If you suspect you are a victim of identity theft, please consider the above-listed steps the Federal Trade Commission suggests. However, there are a few other things you can do for yourself in an effort to achieve a quicker recovery:
Notify lender or bank
Shutting down the rogue account or line of credit should be your first priority. Also, you should notify any legitimate accounts you have, so those institutions can issue you a new card or account number while shutting down activity to those accounts. According to the Electronic Fund Transfer Act, reporting a lost or stolen ATM or debit card before fraudulent transactions guarantees you are not liable for those charges. Those protections have expirations, so ACT QUICKLY!
Place a “fraud alert” on your credit report
This is probably the best step to take if you are unsure about whether you are a victim (see above). It will last for 90 days so you may wish to consider renewing.
Check your credit reports
It is always a good practice to keep an eye on your credit to spot unauthorized accounts or transactions. This is especially true if you believe you are a victim of identity theft.
Consider a credit freeze
A credit freeze will completely lock your identity from being able to open new credit accounts. Although you have to jump through some hoops to be able to open up new accounts for yourself, it may be worth the time. You can freeze your credit with all 3 major credit reporting agencies by calling the numbers below. This will create a pin number or password on your account that the agencies will require you provide before opening new credit accounts.
- Equifax: 1-800-349-9960
- Experian: 1‑888‑397‑3742
- TransUnion: 1-888-909-8872
File a local police report
This can be of critical importance if legal proceedings stem from identity theft. If your local police seem unhelpful for any reason, the FTC provides a cover letter outlining the importance of their participation for consumer victims.
Supply creditors with your ID theft report
Notifying your creditors in writing can be a critical step to protecting yourself from getting stuck with the costs of identity theft. These creditors may be necessary in cleaning up the mess by providing documentation to your law enforcement partners. Providing them with the documentation helps them help you.
Notify credit reporting agencies
Sending these reports to these agencies may stem the tide of negative information adhering to your credit report.

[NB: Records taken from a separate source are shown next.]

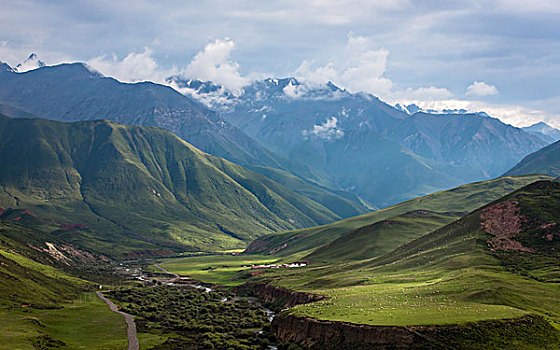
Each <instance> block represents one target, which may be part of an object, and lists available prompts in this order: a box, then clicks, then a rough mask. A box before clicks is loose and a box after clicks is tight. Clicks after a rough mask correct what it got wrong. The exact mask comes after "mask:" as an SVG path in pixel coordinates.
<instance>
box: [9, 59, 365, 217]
mask: <svg viewBox="0 0 560 350" xmlns="http://www.w3.org/2000/svg"><path fill="white" fill-rule="evenodd" d="M0 111H2V112H3V113H5V114H7V115H9V116H13V117H29V116H35V117H41V118H46V119H52V120H59V121H81V120H95V119H107V120H111V121H115V122H119V123H124V124H131V125H147V126H158V127H161V128H164V129H167V130H170V131H172V132H173V133H175V134H176V135H177V136H179V137H180V138H182V139H183V140H186V141H187V142H189V143H191V144H192V145H194V146H195V147H197V148H200V149H201V150H203V151H205V152H208V153H210V154H212V155H216V156H219V157H223V158H225V159H228V160H230V161H232V162H235V163H237V164H240V165H243V166H246V167H249V168H251V169H253V170H254V171H257V172H260V173H267V174H269V175H272V174H274V180H276V181H278V182H281V183H283V184H284V185H285V186H287V187H290V186H294V187H293V188H292V189H293V190H294V191H296V192H298V193H300V194H303V195H305V196H308V197H309V198H312V199H313V200H314V201H317V202H321V203H322V204H323V205H325V206H327V207H328V208H329V210H332V211H334V212H336V213H337V215H338V216H340V217H349V216H353V215H358V214H362V213H366V212H368V211H369V210H370V208H369V206H368V205H367V204H365V203H363V202H362V200H361V199H359V198H357V197H356V195H353V194H349V193H344V191H340V190H337V191H336V193H335V191H333V190H331V189H330V188H328V183H327V181H326V180H324V179H321V177H320V176H319V175H317V174H315V172H314V171H313V170H312V169H310V168H309V167H307V166H305V165H301V164H300V163H296V162H293V161H291V160H287V159H286V158H284V157H281V156H278V155H277V154H274V153H273V152H271V151H269V150H268V149H266V148H265V147H263V146H261V145H260V144H259V143H258V142H256V141H255V140H253V139H252V138H251V137H249V136H247V135H246V134H245V133H244V132H242V131H240V130H239V129H238V128H236V127H235V126H233V125H232V124H230V123H229V122H227V121H225V120H224V119H223V118H221V117H220V116H219V115H218V113H216V112H213V111H211V110H209V109H208V108H206V107H205V106H204V105H202V104H201V103H199V102H196V101H194V100H192V99H191V98H189V97H186V96H184V95H182V94H180V93H179V92H177V91H175V90H173V89H171V88H170V87H168V86H163V85H159V84H154V83H151V82H140V83H135V84H126V83H121V82H118V81H117V80H115V79H113V78H107V77H104V76H102V75H101V74H99V73H98V72H96V71H95V70H93V69H91V68H90V67H88V66H87V65H85V64H82V63H74V64H62V65H58V66H48V67H40V68H39V69H35V70H31V71H28V72H25V73H17V72H15V71H14V70H13V69H12V68H11V67H9V66H8V65H6V64H2V66H1V67H0ZM293 174H296V175H297V176H294V175H293Z"/></svg>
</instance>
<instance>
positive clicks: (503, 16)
mask: <svg viewBox="0 0 560 350" xmlns="http://www.w3.org/2000/svg"><path fill="white" fill-rule="evenodd" d="M3 2H4V4H3V6H2V9H3V10H2V12H0V60H1V61H4V62H7V63H9V64H11V65H16V64H17V63H19V62H21V61H22V60H24V59H25V57H26V56H28V55H29V54H30V53H31V52H35V53H37V54H38V56H39V57H40V58H41V59H42V60H43V61H45V62H46V63H47V64H57V63H61V62H73V61H83V62H87V63H89V64H90V65H92V66H93V67H95V68H96V69H97V70H99V71H101V72H102V73H104V74H105V75H110V76H115V77H116V78H118V79H120V80H123V81H138V80H154V81H158V82H161V81H163V79H164V78H165V77H167V76H169V75H170V74H182V75H184V76H186V77H192V78H200V79H205V80H213V81H215V82H218V83H221V84H223V85H225V86H227V87H228V88H230V89H232V90H236V89H240V88H242V87H243V86H244V85H245V84H247V83H249V82H250V81H251V80H252V79H258V78H262V77H267V76H275V77H286V76H296V77H299V78H301V79H305V80H308V81H313V82H323V81H328V80H330V81H333V82H335V83H336V84H337V85H339V86H342V87H345V88H347V89H349V90H350V91H366V92H369V93H372V94H374V95H377V96H379V97H380V98H382V99H384V100H386V101H388V102H390V103H396V102H405V103H407V102H415V103H417V104H419V105H421V106H423V107H430V108H437V109H442V108H466V109H470V110H473V111H480V110H484V111H486V112H488V113H489V114H491V115H493V116H496V117H499V118H501V119H502V120H504V121H506V122H508V123H511V124H514V125H521V126H524V125H528V124H530V123H532V122H535V121H540V120H545V121H547V122H549V123H550V124H553V125H555V126H557V127H560V79H559V78H560V21H558V18H559V15H560V2H558V1H557V0H532V1H525V0H493V1H485V0H473V1H454V0H441V1H430V0H424V1H415V0H384V1H381V0H380V1H372V0H369V1H367V0H346V1H337V0H308V1H295V0H294V1H292V0H286V1H282V0H278V1H262V0H255V1H232V0H229V1H227V0H224V1H217V0H209V1H184V0H180V1H155V0H154V1H142V0H135V1H128V0H121V1H106V0H96V1H79V0H68V1H65V0H52V1H40V0H37V1H32V0H23V1H21V0H12V1H7V0H3Z"/></svg>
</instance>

Contact the Social Security fraud hotline
Get a new driver’s license
Updating your driver’s license means your previous state ID will be invalid. This is helpful if someone is physically attempting to impersonate you.
Contact phone and utility companies
This is a good idea in case someone wants to use your utility bill as a second source of proof that the are you.
Review your credit report and bank statements
Review credit and bank statements for unauthorized charges. Keep an eagle eye on your statements, even months after an assumed identity theft. Don’t forget dormant or infrequently used accounts either. If anything nefarious shows, contact the card issuer immediately.
Consider identity protection
It isn’t a bad idea to consider a third party credit monitoring service.